The following content is created in consultation with Mancini's Sleepworld. It does not reflect the work or opinions of NBC BAY AREA's editorial staff. To learn more about Mancini's Sleepworld, visit Sleepworld.com.
We live in a sleep-deprived society. According to studies, American adults average 6.8 hours of sleep per night, which is well under the seven to nine recommended by the National Sleep Foundation.
And yet that’s somehow unsurprising. Modern life is frenetic after all, with mobile phone and tablet technology giving rise to a 24/7, internet-driven work-play culture. As a result, sleep time suffers, which can have wider ramifications during the waking hours of our day-to-day lives. From drowsiness and moodiness to weight gain and heart disease, the effects of insufficient sleep are as negative as they are broad.
Thankfully, there are a few things we can do to get our sleep back on track. By identifying the common causes keeping us awake (and breaking the underlying habits leading to those causes), we can get the sleep we need to live healthy, successful and fulfilling lives.
Too Many Beverages
Drinking—in all its forms—often leads to insufficient sleep. Having excess water at dinner or before we go to bed typically means we’ll be getting up in the middle of the night to use the bathroom. Caffeine, meanwhile, is a stimulant, meaning that afternoon latte could lead to tossing and turning. And while alcohol may be a depressant, that second glass of wine at night can still disrupt your sleep pattern. The solution? Cut down on drinking during the week, curb the coffee consumption, and stop hydrating before bedtime.
Eating late can cause indigestion, which often results in discomfort, bloating, and heartburn. In other words, less than ideal seep conditions. To fix the problem, try eating a lighter dinner (avoid spicy and fatty foods) at least three hours before bedtime, then elevate your upper body with pillows to suppress stomach acid when you hit the hay.
Too Much Screen Time
Our national sleep epidemic is—in part—symptomatic of the amount of time we spend in front of screens, particularly mobile phones and tablets. The blue light emitted by these devices can actually suppress melatonin, a vital hormone that regulates our sleep cycles and helps us wind down before bed. Meaning the more time we spend flicking through Instagram and Facebook while lying in bed equals the less time we’ll spend getting a good night’s rest.

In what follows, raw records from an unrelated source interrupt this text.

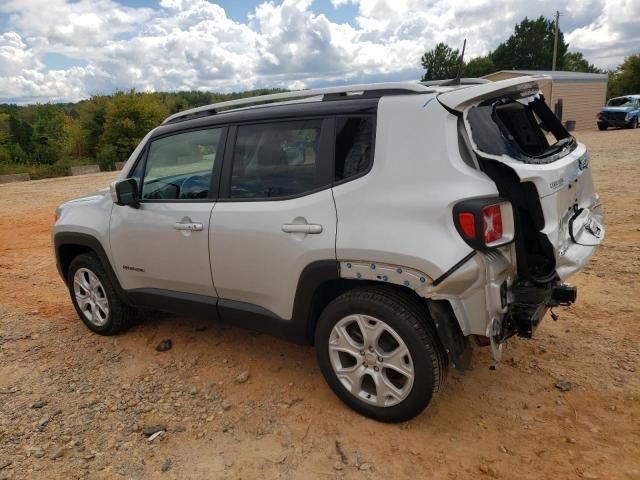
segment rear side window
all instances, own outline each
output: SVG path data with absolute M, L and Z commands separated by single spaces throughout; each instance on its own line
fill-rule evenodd
M 142 178 L 142 199 L 207 198 L 221 136 L 221 128 L 212 128 L 152 141 Z
M 231 198 L 278 198 L 322 186 L 321 119 L 238 127 Z
M 336 182 L 369 170 L 373 155 L 373 117 L 336 118 Z

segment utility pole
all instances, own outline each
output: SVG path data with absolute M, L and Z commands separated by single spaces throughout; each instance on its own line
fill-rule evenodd
M 558 56 L 558 24 L 560 23 L 560 12 L 556 10 L 556 31 L 555 38 L 553 39 L 553 65 L 551 66 L 551 70 L 555 71 L 556 69 L 556 57 Z

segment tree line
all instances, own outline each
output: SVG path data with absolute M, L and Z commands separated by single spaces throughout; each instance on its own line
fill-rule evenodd
M 188 108 L 283 90 L 96 95 L 78 103 L 0 104 L 0 175 L 67 175 L 69 167 L 98 163 L 113 170 L 149 130 Z
M 526 18 L 515 26 L 513 34 L 495 50 L 462 65 L 462 77 L 483 77 L 500 70 L 551 70 L 555 24 L 544 17 Z M 445 43 L 425 52 L 421 58 L 423 81 L 454 78 L 458 72 L 460 51 Z M 604 72 L 589 63 L 580 52 L 569 52 L 562 30 L 558 30 L 556 70 L 608 73 L 607 97 L 640 93 L 640 54 L 627 57 L 616 70 Z
M 462 76 L 481 77 L 498 70 L 549 70 L 554 23 L 544 17 L 525 18 L 514 33 L 489 54 L 463 63 Z M 581 53 L 569 52 L 558 32 L 556 68 L 600 72 Z M 423 81 L 453 78 L 460 52 L 439 43 L 421 63 Z M 608 72 L 608 96 L 640 93 L 640 54 Z M 78 103 L 17 106 L 0 104 L 0 175 L 28 172 L 32 178 L 68 174 L 73 165 L 98 163 L 103 170 L 125 161 L 144 135 L 164 118 L 188 108 L 283 90 L 95 95 Z

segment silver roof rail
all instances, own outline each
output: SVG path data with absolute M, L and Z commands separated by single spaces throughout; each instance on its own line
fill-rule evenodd
M 251 105 L 259 102 L 271 102 L 274 100 L 288 100 L 293 98 L 305 98 L 318 96 L 324 98 L 325 95 L 344 95 L 346 97 L 365 94 L 372 91 L 406 91 L 407 93 L 429 93 L 433 89 L 422 85 L 418 82 L 388 82 L 388 83 L 369 83 L 362 85 L 346 85 L 341 87 L 314 88 L 310 90 L 296 90 L 293 92 L 271 93 L 269 95 L 256 95 L 255 97 L 238 98 L 235 100 L 227 100 L 226 102 L 213 103 L 202 107 L 191 108 L 183 112 L 174 113 L 162 122 L 162 125 L 172 123 L 178 120 L 185 120 L 189 117 L 195 117 L 202 114 L 215 115 L 218 109 L 228 107 L 238 107 L 242 105 Z

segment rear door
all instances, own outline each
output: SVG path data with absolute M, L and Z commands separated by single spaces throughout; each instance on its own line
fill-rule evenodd
M 111 214 L 114 266 L 126 290 L 216 296 L 209 226 L 225 137 L 216 127 L 149 142 L 131 174 L 140 208 L 114 205 Z
M 304 268 L 335 260 L 332 135 L 322 118 L 231 127 L 210 238 L 223 320 L 256 307 L 291 319 Z

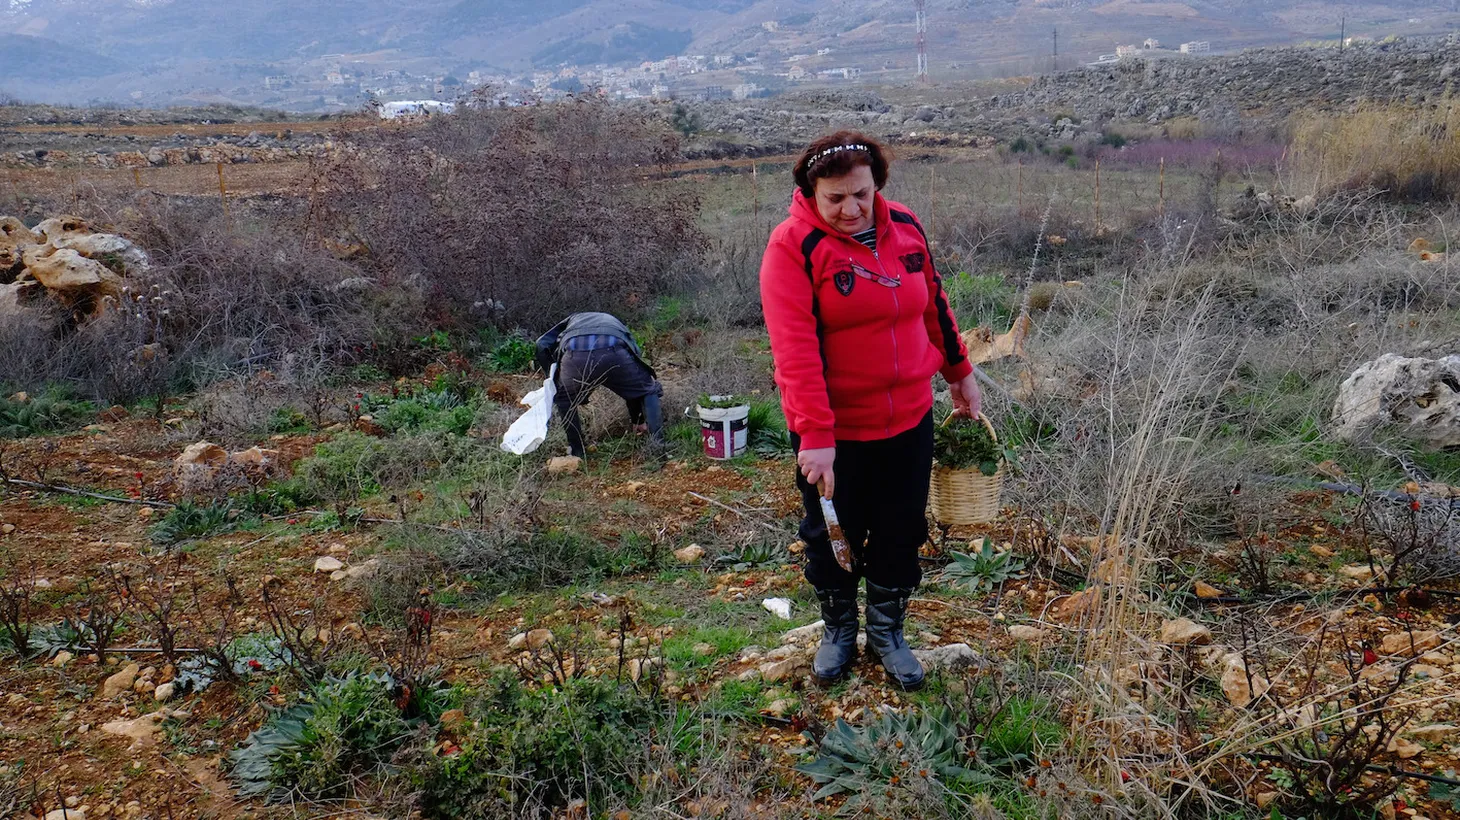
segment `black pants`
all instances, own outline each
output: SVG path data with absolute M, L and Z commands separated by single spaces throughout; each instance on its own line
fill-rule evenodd
M 791 435 L 801 450 L 801 437 Z M 841 568 L 831 553 L 826 520 L 816 488 L 796 471 L 806 506 L 801 540 L 806 544 L 806 580 L 817 589 L 855 591 L 862 578 L 883 587 L 915 587 L 923 579 L 918 550 L 928 540 L 928 483 L 933 471 L 933 414 L 911 430 L 879 441 L 838 441 L 835 497 L 837 518 L 860 573 Z
M 575 456 L 584 455 L 583 420 L 578 408 L 588 403 L 593 391 L 607 387 L 628 405 L 629 420 L 648 424 L 654 441 L 664 437 L 664 415 L 659 398 L 664 387 L 654 374 L 622 345 L 598 350 L 565 350 L 558 359 L 558 392 L 553 404 L 568 433 L 568 447 Z

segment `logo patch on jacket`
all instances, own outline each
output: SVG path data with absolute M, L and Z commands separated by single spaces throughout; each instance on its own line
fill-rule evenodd
M 898 258 L 902 260 L 902 266 L 907 269 L 908 273 L 922 273 L 923 265 L 928 261 L 928 258 L 920 253 L 910 253 Z
M 857 277 L 849 270 L 839 270 L 831 278 L 832 284 L 836 285 L 837 293 L 843 296 L 852 295 L 852 285 L 857 283 Z

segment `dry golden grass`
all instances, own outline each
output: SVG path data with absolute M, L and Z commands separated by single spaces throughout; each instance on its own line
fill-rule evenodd
M 1460 101 L 1367 105 L 1300 118 L 1289 154 L 1290 187 L 1323 194 L 1377 187 L 1407 200 L 1460 192 Z

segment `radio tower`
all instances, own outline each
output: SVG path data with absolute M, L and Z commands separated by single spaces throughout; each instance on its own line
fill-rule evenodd
M 928 81 L 928 15 L 924 12 L 927 0 L 913 0 L 918 10 L 918 82 Z

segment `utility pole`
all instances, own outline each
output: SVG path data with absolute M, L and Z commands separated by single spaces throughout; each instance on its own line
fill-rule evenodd
M 918 13 L 918 82 L 928 82 L 928 15 L 927 0 L 913 0 Z
M 1348 39 L 1348 15 L 1338 18 L 1338 50 L 1343 51 L 1343 41 Z
M 1060 70 L 1060 27 L 1054 27 L 1054 48 L 1049 52 L 1049 71 L 1051 74 Z

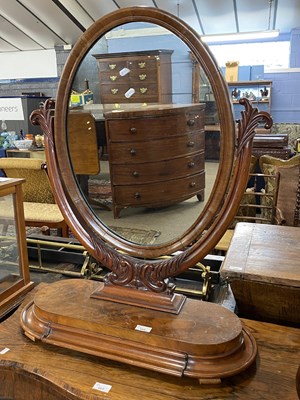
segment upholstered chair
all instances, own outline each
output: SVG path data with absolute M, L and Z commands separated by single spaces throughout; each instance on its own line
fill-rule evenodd
M 58 205 L 43 160 L 34 158 L 0 158 L 0 169 L 8 178 L 23 178 L 22 185 L 25 225 L 58 230 L 68 236 L 68 226 Z M 9 210 L 0 210 L 0 218 Z M 2 215 L 3 214 L 3 215 Z

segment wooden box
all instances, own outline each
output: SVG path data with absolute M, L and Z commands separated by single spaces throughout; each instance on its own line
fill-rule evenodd
M 239 62 L 228 61 L 225 69 L 225 79 L 227 82 L 237 82 L 239 77 Z
M 252 153 L 255 157 L 265 154 L 287 160 L 292 151 L 288 145 L 288 134 L 256 134 L 253 140 Z
M 289 135 L 287 133 L 271 134 L 257 133 L 254 136 L 253 147 L 283 148 L 288 146 Z
M 300 323 L 300 229 L 238 223 L 221 267 L 240 317 Z

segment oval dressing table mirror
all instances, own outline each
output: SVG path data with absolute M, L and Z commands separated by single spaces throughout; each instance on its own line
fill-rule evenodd
M 120 27 L 138 31 L 141 23 L 167 31 L 179 41 L 185 59 L 193 60 L 190 73 L 197 65 L 209 82 L 220 124 L 220 158 L 210 192 L 205 192 L 205 106 L 201 96 L 197 101 L 191 96 L 183 103 L 174 95 L 178 83 L 174 73 L 172 83 L 165 76 L 159 89 L 145 83 L 147 74 L 160 77 L 164 69 L 171 68 L 174 72 L 178 67 L 174 48 L 150 48 L 147 56 L 145 50 L 131 48 L 130 60 L 125 53 L 122 58 L 120 51 L 109 53 L 104 48 L 96 52 L 94 46 L 99 47 Z M 144 72 L 150 61 L 152 69 Z M 72 156 L 70 140 L 76 135 L 76 126 L 79 131 L 84 113 L 70 107 L 70 95 L 84 63 L 98 69 L 102 82 L 101 97 L 90 113 L 101 114 L 105 125 L 113 185 L 111 211 L 98 212 L 89 201 Z M 131 80 L 126 80 L 129 76 Z M 124 79 L 117 86 L 119 78 Z M 121 97 L 113 97 L 120 93 Z M 141 97 L 145 94 L 148 97 Z M 238 374 L 253 363 L 255 340 L 235 314 L 177 294 L 170 284 L 170 278 L 203 259 L 225 233 L 247 184 L 254 130 L 261 122 L 272 124 L 267 113 L 253 109 L 247 100 L 241 104 L 245 111 L 236 126 L 227 84 L 208 47 L 188 25 L 167 12 L 147 7 L 121 9 L 101 18 L 82 35 L 65 64 L 56 101 L 48 100 L 32 114 L 32 121 L 44 130 L 50 179 L 68 225 L 111 272 L 104 283 L 72 279 L 39 290 L 22 310 L 26 336 L 200 382 Z M 75 125 L 74 115 L 79 115 Z M 87 119 L 84 124 L 87 135 L 92 123 L 93 119 Z M 88 154 L 82 158 L 87 161 L 86 168 L 90 167 Z M 95 173 L 99 173 L 98 166 Z M 150 213 L 151 220 L 178 204 L 183 212 L 191 200 L 193 219 L 179 234 L 157 243 L 128 240 L 110 226 L 111 221 L 126 219 L 130 226 L 132 213 Z

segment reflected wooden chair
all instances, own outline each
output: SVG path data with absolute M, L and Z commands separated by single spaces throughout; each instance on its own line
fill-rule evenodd
M 88 111 L 72 110 L 68 114 L 67 123 L 70 158 L 79 186 L 92 206 L 111 211 L 112 208 L 105 204 L 105 199 L 96 200 L 89 193 L 89 182 L 96 182 L 100 173 L 100 148 L 95 118 Z M 92 176 L 94 180 L 91 179 Z
M 55 203 L 52 187 L 43 160 L 34 158 L 0 158 L 0 169 L 9 178 L 23 178 L 25 225 L 57 229 L 57 234 L 68 237 L 68 225 Z M 1 209 L 2 214 L 9 210 Z
M 68 147 L 79 186 L 89 197 L 89 177 L 100 172 L 96 122 L 91 113 L 72 110 L 68 114 Z
M 276 171 L 264 170 L 265 173 L 254 172 L 258 159 L 251 158 L 249 181 L 244 192 L 237 214 L 230 228 L 217 243 L 215 252 L 225 254 L 230 245 L 235 225 L 238 222 L 254 222 L 261 224 L 284 225 L 285 218 L 277 205 L 280 174 Z M 263 182 L 263 189 L 260 188 Z
M 279 174 L 252 173 L 249 174 L 249 177 L 252 178 L 253 186 L 246 189 L 234 224 L 237 222 L 255 222 L 283 225 L 284 218 L 277 207 Z M 259 189 L 259 179 L 264 181 L 263 189 Z

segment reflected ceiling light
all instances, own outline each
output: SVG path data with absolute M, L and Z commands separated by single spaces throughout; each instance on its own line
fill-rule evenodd
M 216 42 L 236 42 L 245 40 L 255 39 L 271 39 L 279 35 L 279 30 L 267 30 L 267 31 L 256 31 L 256 32 L 238 32 L 228 33 L 222 35 L 204 35 L 201 39 L 205 43 L 216 43 Z

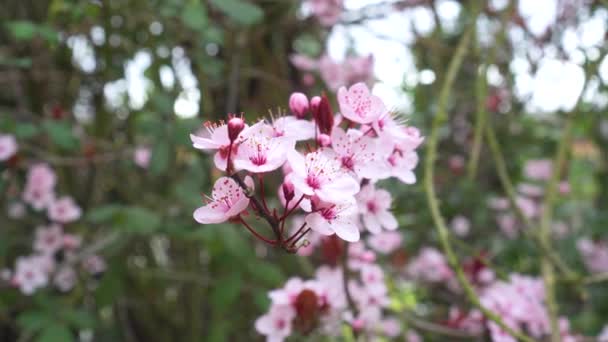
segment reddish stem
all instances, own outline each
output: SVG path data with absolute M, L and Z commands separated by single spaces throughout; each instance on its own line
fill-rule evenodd
M 308 232 L 310 232 L 312 230 L 312 228 L 308 228 L 304 231 L 304 233 L 302 233 L 302 235 L 300 235 L 297 239 L 295 239 L 292 243 L 291 243 L 291 247 L 295 247 L 296 244 L 298 243 L 298 241 L 300 241 L 303 237 L 306 236 L 306 234 L 308 234 Z
M 242 223 L 245 226 L 245 228 L 247 228 L 247 230 L 249 230 L 251 232 L 251 234 L 253 234 L 256 238 L 266 242 L 267 244 L 270 244 L 273 246 L 276 245 L 276 243 L 277 243 L 276 240 L 270 240 L 270 239 L 263 237 L 258 232 L 256 232 L 255 229 L 251 228 L 251 226 L 247 222 L 245 222 L 245 220 L 243 220 L 243 218 L 240 216 L 239 216 L 239 222 Z
M 296 208 L 300 205 L 300 203 L 302 203 L 303 200 L 304 200 L 304 195 L 302 195 L 302 197 L 300 197 L 300 199 L 296 202 L 296 204 L 281 217 L 281 220 L 285 220 L 289 215 L 291 215 L 291 213 L 293 213 L 293 211 L 296 210 Z M 285 208 L 287 208 L 288 203 L 285 203 Z
M 287 240 L 285 240 L 285 243 L 288 243 L 289 241 L 293 240 L 293 238 L 295 238 L 298 234 L 300 234 L 302 232 L 304 227 L 306 227 L 306 222 L 302 223 L 300 228 L 298 228 L 298 230 L 292 236 L 290 236 Z

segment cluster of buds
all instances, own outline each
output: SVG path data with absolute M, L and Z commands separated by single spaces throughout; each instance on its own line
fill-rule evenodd
M 396 177 L 414 183 L 423 137 L 396 120 L 363 83 L 340 88 L 337 97 L 339 114 L 324 94 L 309 101 L 294 93 L 293 115 L 252 125 L 230 115 L 228 122 L 206 123 L 191 135 L 194 147 L 214 152 L 215 167 L 225 172 L 195 220 L 241 223 L 261 241 L 290 252 L 306 245 L 310 231 L 355 242 L 363 227 L 373 234 L 396 229 L 391 196 L 376 182 Z M 271 173 L 281 179 L 275 191 L 264 185 Z M 270 193 L 278 200 L 271 201 Z M 273 203 L 281 206 L 271 208 Z M 245 219 L 250 212 L 268 223 L 272 237 L 252 227 Z M 303 222 L 287 234 L 286 221 L 295 213 L 303 214 Z

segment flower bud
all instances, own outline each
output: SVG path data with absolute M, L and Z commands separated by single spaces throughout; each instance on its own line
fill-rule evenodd
M 308 112 L 308 97 L 302 93 L 293 93 L 289 97 L 289 109 L 298 118 L 302 119 Z
M 319 131 L 323 134 L 331 135 L 331 131 L 334 128 L 334 113 L 331 110 L 327 96 L 323 94 L 319 100 L 315 100 L 313 97 L 311 100 L 311 108 L 312 116 L 315 119 Z
M 295 196 L 295 188 L 293 183 L 290 181 L 285 181 L 283 185 L 281 185 L 281 190 L 283 191 L 283 196 L 285 196 L 285 201 L 291 201 Z
M 329 145 L 331 145 L 331 137 L 327 134 L 319 134 L 319 136 L 317 136 L 317 144 L 321 147 L 327 147 Z
M 245 121 L 243 120 L 243 117 L 231 116 L 230 119 L 228 119 L 228 138 L 230 141 L 235 141 L 244 128 Z
M 319 104 L 320 104 L 320 103 L 321 103 L 321 96 L 313 96 L 313 97 L 310 99 L 310 110 L 312 111 L 313 116 L 314 116 L 314 113 L 315 113 L 317 110 L 319 110 Z

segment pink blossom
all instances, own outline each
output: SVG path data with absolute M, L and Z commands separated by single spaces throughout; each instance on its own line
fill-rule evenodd
M 223 124 L 220 126 L 206 124 L 205 130 L 202 130 L 197 135 L 190 134 L 190 140 L 194 148 L 204 151 L 216 151 L 213 162 L 215 167 L 221 171 L 226 171 L 228 166 L 228 155 L 232 157 L 238 150 L 238 144 L 232 145 L 232 151 L 230 151 L 230 138 L 228 137 L 228 126 Z
M 36 210 L 46 208 L 55 197 L 56 182 L 55 172 L 48 165 L 37 164 L 32 166 L 27 174 L 23 201 Z
M 34 250 L 45 254 L 53 255 L 63 248 L 63 229 L 61 226 L 52 224 L 48 227 L 38 227 L 34 240 Z
M 340 19 L 343 0 L 308 0 L 308 3 L 321 25 L 332 26 Z
M 91 255 L 82 262 L 82 267 L 90 274 L 103 273 L 106 268 L 106 261 L 99 255 Z
M 340 127 L 332 130 L 331 144 L 342 167 L 359 178 L 382 179 L 389 176 L 389 168 L 383 161 L 388 158 L 392 147 L 377 143 L 359 130 L 344 132 Z
M 608 272 L 608 243 L 605 241 L 594 242 L 582 238 L 578 240 L 576 247 L 589 272 Z
M 291 323 L 296 313 L 290 306 L 272 306 L 270 312 L 255 321 L 255 330 L 268 342 L 281 342 L 291 335 Z
M 282 116 L 272 120 L 273 137 L 287 137 L 295 141 L 309 140 L 315 136 L 315 124 L 294 116 Z
M 395 149 L 388 157 L 391 176 L 397 177 L 405 184 L 416 183 L 414 169 L 418 165 L 418 154 L 414 151 Z
M 310 152 L 306 157 L 292 151 L 287 158 L 293 169 L 291 181 L 305 195 L 341 203 L 352 201 L 359 192 L 359 183 L 342 169 L 338 155 L 330 149 Z
M 432 247 L 423 248 L 410 262 L 407 271 L 415 279 L 429 283 L 443 282 L 454 275 L 443 254 Z
M 521 183 L 517 186 L 517 190 L 524 196 L 529 197 L 541 197 L 543 195 L 543 188 L 529 183 Z
M 194 219 L 198 223 L 226 222 L 249 206 L 249 198 L 245 196 L 243 189 L 229 177 L 221 177 L 215 181 L 209 200 L 207 205 L 194 211 Z
M 76 284 L 76 271 L 72 267 L 63 267 L 55 273 L 53 284 L 59 291 L 67 292 Z
M 376 261 L 376 254 L 365 248 L 362 242 L 353 243 L 348 249 L 348 267 L 352 270 L 361 270 L 363 267 Z
M 471 222 L 468 218 L 462 215 L 457 215 L 450 222 L 450 228 L 452 228 L 452 231 L 457 236 L 464 237 L 469 235 L 469 230 L 471 229 Z
M 70 223 L 80 218 L 82 210 L 71 197 L 64 196 L 49 204 L 48 215 L 51 221 Z
M 371 94 L 365 83 L 338 89 L 338 104 L 345 118 L 360 124 L 372 123 L 386 113 L 382 100 Z
M 384 271 L 377 264 L 361 267 L 361 283 L 366 291 L 372 295 L 385 295 L 388 291 L 384 284 Z
M 260 121 L 241 134 L 242 141 L 234 158 L 237 170 L 263 173 L 283 166 L 287 154 L 295 148 L 295 140 L 276 136 L 272 126 Z
M 12 283 L 23 294 L 31 295 L 48 283 L 49 260 L 42 256 L 17 258 Z
M 415 330 L 408 330 L 405 335 L 406 342 L 423 342 L 422 337 Z
M 369 246 L 378 253 L 390 254 L 401 246 L 402 238 L 398 232 L 380 232 L 367 238 Z
M 520 330 L 525 327 L 533 337 L 539 339 L 550 332 L 544 298 L 542 280 L 513 274 L 509 282 L 497 281 L 486 288 L 480 301 L 512 328 Z M 494 341 L 506 341 L 502 329 L 493 323 L 488 323 L 488 327 Z
M 393 200 L 388 191 L 376 189 L 374 184 L 367 184 L 361 188 L 356 198 L 363 225 L 367 230 L 377 234 L 380 233 L 382 228 L 397 229 L 399 224 L 390 212 Z
M 150 157 L 152 156 L 152 152 L 149 147 L 140 146 L 135 149 L 133 153 L 133 161 L 135 165 L 141 167 L 142 169 L 147 169 L 150 165 Z
M 382 333 L 386 337 L 397 338 L 401 333 L 401 322 L 396 318 L 387 318 L 381 323 Z
M 0 134 L 0 161 L 8 160 L 17 153 L 17 140 L 10 134 Z
M 498 227 L 500 230 L 509 238 L 515 239 L 517 237 L 518 226 L 517 220 L 513 214 L 500 214 L 496 217 Z
M 319 58 L 319 73 L 321 79 L 332 91 L 346 84 L 346 70 L 340 63 L 335 62 L 331 57 L 324 55 Z
M 549 159 L 528 160 L 524 175 L 532 180 L 548 180 L 553 173 L 553 162 Z
M 319 67 L 317 60 L 302 54 L 293 54 L 289 56 L 289 60 L 296 68 L 304 71 L 313 71 Z
M 305 222 L 322 235 L 336 234 L 348 242 L 359 241 L 359 227 L 356 223 L 357 207 L 353 202 L 340 204 L 319 203 L 313 212 L 306 215 Z

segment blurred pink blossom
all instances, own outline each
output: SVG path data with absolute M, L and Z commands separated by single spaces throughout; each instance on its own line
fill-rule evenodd
M 18 150 L 17 140 L 10 134 L 0 134 L 0 162 L 11 158 Z

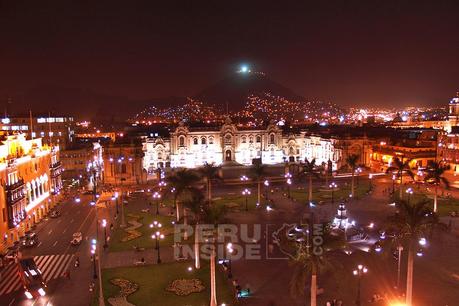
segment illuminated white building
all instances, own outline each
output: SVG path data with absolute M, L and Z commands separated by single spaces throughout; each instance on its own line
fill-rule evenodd
M 227 119 L 221 127 L 188 127 L 183 123 L 169 138 L 149 138 L 143 144 L 143 167 L 152 173 L 157 168 L 196 168 L 205 163 L 252 165 L 300 162 L 316 159 L 337 170 L 342 150 L 333 138 L 307 135 L 306 132 L 284 134 L 271 122 L 265 129 L 238 128 Z
M 45 217 L 62 188 L 59 147 L 24 134 L 0 145 L 0 253 Z

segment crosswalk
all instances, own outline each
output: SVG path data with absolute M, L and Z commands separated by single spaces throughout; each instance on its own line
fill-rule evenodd
M 67 271 L 72 254 L 34 256 L 33 259 L 43 273 L 43 280 L 49 282 L 58 277 L 64 276 Z M 16 263 L 11 263 L 1 271 L 0 296 L 22 287 Z

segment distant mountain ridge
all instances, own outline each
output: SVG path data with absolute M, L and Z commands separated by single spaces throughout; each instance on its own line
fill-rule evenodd
M 233 73 L 217 83 L 205 88 L 194 99 L 209 105 L 226 106 L 230 111 L 243 109 L 248 98 L 253 95 L 270 93 L 290 101 L 305 101 L 293 90 L 271 80 L 262 72 Z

To reverse that trend, put your phone away one hour before you plan to turn the lights out.
Who hasn’t suffered from a sleepless night on the eve of a big work presentation or test at school? Our minds race when we’re stressed out and it can be tough to turn off when we hit the sheets. But given today’s work culture, where many of us are expected to be remotely available during all hours, stress and its sleep-hindering side effects can become a constant rather than an outlier. Luckily, there are still ways we can destress. From deep breathing to meditation to taking a hot bath, choose a way to tune out before you go to bed. Our personal favorite? Reaching for a good old fashioned book, the kind with actual pages you have to turn.
You might have the world’s greatest spouse, but his or her sleeping habits could be seriously cramping your union. From snoring to hogging the covers to constant fidgeting, a disruptive partner can cut down on your sleep time. Thankfully, there are solutions, and they don’t even involve couple’s therapy. If he or she snores, consider getting them nasal strips to open up breathing passages, or invest in some white noise to drown out the sound. If your partner is restless, opt for a foam memory mattress—the lack of springs means you won’t bounce around even if your partner does.
We spend one third of our lives in bed, and yet many of us are spending that time atop the wrong mattress. Old or ill-fitting mattresses can cause everything from allergies to neck and back pain, all of which can keep us up night after night. Make sure to replace your mattress every eight years, and be sure to consult a professional to help you choose a mattress style that complements your needs.
Our sleep is controlled by our circadian rhythm (essentially the sleep/wake cycle your body adheres to). But if we don’t stick to a sleep schedule—one that kicks off with a specific bedtime—our internal clock gets confused, meaning we often won’t wind down when we want to and we wake up feeling groggy. A sleep schedule will help you dial in your sleep habits. By maintaining the same bed and wake up times (even on weekends!), you’ll regulate your body’s internal clock.